If the loan is declined, you’ll more than likely need to apply elsewhere, with another bank or lender.
So how do underwriters determine the outcome of your mortgage application anyways?
Well, there are the three Cs of underwriting, otherwise known as credit reputation, capacity, and collateral.
Credit reputation has to do with your credit history, including past foreclosures, bankruptcies, judgments, and basically measures your willingness to pay your debts.
If you’ve had previous mortgage delinquencies or even non-housing related delinquencies, these will need to be taken into account.
Typically these items will be reflected in your three-digit credit score, which can actually eliminate you without any further underwriting necessary if you fall below a certain threshold.
Your history supporting significant amounts of debt is also important; if the most you’ve ever financed has been a plasma TV, the underwriter may think twice about approving your six-figure loan application.
Capacity deals with a borrower’s actual ability to repay a loan, using things like debt-to-income ratio, salary, cash reserves, loan product and more.
This covers whether the loan is interest-only, an adjustable-rate mortgage or fixed, cash-out refinance or simply rate and term.
The underwriter wants to know that you can repay the mortgage you’re applying for before granting approval.
Finally, collateral deals with the borrower’s down payment, property type, and property use, as the lender will be stuck with the home if the borrower fails to make timely payments.
Now it’s important to understand that the three C’s are not independent of one another.

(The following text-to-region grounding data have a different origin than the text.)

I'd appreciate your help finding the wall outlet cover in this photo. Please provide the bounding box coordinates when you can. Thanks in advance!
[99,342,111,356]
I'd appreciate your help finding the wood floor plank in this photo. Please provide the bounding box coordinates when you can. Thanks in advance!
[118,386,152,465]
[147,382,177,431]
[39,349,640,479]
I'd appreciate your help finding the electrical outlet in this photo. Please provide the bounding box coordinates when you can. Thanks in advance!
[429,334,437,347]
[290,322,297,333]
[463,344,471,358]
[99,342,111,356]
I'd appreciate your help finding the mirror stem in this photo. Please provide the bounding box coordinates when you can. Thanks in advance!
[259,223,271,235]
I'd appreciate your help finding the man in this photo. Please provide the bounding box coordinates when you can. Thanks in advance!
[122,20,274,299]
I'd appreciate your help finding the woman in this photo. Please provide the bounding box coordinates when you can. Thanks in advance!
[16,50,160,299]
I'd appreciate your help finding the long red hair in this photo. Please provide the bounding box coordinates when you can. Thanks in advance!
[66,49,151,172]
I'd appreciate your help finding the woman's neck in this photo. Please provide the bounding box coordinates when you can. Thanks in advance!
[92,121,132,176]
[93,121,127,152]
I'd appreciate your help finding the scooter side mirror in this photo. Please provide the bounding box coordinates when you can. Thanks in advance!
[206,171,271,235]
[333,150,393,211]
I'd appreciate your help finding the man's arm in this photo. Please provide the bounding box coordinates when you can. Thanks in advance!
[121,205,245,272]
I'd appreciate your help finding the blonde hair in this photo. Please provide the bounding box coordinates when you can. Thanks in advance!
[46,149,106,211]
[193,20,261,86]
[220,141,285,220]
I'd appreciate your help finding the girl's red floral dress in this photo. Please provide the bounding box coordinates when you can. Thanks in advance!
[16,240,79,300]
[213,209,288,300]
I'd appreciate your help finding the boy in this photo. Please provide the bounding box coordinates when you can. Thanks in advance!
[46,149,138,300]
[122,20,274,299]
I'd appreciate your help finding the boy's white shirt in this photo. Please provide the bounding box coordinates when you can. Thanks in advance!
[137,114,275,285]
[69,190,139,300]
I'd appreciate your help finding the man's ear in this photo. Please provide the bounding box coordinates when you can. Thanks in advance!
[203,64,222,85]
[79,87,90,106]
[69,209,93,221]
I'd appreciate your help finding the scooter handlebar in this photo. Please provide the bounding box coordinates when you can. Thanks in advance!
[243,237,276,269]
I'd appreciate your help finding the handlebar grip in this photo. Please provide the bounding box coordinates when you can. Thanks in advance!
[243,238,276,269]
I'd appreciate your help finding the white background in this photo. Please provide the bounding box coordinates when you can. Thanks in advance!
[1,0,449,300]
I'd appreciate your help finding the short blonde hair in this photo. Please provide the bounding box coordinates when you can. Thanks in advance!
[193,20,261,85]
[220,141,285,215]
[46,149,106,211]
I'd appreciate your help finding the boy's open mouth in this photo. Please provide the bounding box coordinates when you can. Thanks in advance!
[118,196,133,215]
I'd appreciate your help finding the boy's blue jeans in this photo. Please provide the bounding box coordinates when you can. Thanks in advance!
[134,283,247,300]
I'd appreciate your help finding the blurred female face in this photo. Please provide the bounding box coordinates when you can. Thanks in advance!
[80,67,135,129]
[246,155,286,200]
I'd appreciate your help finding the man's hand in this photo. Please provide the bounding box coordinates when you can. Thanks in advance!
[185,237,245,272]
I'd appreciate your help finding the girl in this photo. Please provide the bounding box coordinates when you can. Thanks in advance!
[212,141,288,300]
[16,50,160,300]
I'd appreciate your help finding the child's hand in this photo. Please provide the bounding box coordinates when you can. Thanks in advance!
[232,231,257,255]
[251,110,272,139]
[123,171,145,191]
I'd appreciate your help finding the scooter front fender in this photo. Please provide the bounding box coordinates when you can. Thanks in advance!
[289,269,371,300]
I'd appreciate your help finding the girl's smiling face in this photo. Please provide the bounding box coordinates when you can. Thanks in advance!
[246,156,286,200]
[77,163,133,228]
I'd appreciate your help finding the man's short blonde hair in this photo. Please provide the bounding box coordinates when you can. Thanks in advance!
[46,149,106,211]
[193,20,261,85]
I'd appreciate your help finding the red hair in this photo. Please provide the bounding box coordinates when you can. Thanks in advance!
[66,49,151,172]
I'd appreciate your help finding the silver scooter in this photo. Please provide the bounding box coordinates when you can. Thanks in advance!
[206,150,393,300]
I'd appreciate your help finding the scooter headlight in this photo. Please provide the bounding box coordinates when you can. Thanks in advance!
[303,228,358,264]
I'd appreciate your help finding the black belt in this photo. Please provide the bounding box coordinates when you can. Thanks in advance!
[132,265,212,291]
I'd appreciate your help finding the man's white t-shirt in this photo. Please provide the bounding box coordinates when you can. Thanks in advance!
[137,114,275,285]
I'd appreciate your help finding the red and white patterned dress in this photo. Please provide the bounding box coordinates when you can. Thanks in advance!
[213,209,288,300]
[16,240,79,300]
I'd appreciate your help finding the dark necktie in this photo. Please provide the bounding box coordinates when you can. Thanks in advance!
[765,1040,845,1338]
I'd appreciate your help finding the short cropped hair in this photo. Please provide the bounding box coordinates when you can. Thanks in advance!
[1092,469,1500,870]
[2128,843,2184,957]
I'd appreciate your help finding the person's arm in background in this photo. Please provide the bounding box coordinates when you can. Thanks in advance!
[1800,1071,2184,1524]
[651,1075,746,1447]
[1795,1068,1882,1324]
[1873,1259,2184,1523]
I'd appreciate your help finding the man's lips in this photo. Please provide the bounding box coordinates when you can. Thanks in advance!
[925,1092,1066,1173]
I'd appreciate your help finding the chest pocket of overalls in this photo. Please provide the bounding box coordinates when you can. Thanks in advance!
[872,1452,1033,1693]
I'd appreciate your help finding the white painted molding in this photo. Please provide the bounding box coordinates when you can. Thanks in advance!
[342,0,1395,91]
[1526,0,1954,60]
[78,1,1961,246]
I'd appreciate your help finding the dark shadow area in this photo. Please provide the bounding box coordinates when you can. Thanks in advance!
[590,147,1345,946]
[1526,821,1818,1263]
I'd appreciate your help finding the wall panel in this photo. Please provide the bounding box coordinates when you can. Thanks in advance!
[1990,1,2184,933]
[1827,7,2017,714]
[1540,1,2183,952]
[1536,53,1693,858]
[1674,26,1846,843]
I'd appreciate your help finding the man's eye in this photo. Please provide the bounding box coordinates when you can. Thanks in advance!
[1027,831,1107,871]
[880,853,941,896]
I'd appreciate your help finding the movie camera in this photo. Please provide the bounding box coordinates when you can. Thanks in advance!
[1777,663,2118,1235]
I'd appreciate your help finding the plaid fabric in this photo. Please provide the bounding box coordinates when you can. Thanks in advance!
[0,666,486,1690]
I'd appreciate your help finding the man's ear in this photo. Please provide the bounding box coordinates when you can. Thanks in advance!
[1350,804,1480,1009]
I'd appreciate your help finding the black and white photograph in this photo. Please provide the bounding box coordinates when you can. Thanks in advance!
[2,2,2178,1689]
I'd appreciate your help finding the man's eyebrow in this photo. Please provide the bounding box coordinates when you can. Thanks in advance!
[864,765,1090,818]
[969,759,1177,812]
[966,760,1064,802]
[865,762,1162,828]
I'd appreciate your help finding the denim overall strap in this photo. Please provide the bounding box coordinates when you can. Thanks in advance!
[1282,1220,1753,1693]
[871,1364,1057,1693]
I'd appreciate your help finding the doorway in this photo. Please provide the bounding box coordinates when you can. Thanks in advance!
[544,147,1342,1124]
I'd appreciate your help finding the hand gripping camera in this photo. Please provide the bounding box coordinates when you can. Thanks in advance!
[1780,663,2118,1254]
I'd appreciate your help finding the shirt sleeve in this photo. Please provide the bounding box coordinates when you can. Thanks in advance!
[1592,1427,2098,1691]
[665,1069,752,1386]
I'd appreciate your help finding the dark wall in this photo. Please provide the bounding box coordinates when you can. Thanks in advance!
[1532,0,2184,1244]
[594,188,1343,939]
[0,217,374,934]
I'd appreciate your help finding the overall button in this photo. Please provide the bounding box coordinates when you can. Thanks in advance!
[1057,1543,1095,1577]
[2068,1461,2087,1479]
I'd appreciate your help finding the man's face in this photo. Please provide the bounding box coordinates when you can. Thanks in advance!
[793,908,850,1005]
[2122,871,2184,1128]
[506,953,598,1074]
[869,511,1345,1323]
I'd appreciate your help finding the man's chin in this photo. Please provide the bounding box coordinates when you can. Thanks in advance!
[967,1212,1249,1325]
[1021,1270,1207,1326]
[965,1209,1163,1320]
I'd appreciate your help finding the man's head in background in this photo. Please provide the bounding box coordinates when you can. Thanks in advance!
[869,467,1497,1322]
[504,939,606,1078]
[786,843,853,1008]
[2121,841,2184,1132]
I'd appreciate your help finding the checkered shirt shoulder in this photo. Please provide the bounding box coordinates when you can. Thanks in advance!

All three must be considered simultaneously to understand the level of layered risk that could be present in said application.
For example, if the borrower has a less-than-stellar credit score, limited asset reserves, and a minimal down payment, the risk layering could be deemed excessive, leading to denial.
This is the underwriter’s discretion, and can certainly be subjective based on other factors like job type, how long the borrower has been in the job, why the credit score is less than perfect, and so on.
The underwriter must decide, based on all the criteria, if the borrower is an acceptable risk for the lender, and if the end product can be resold without difficulty to investors.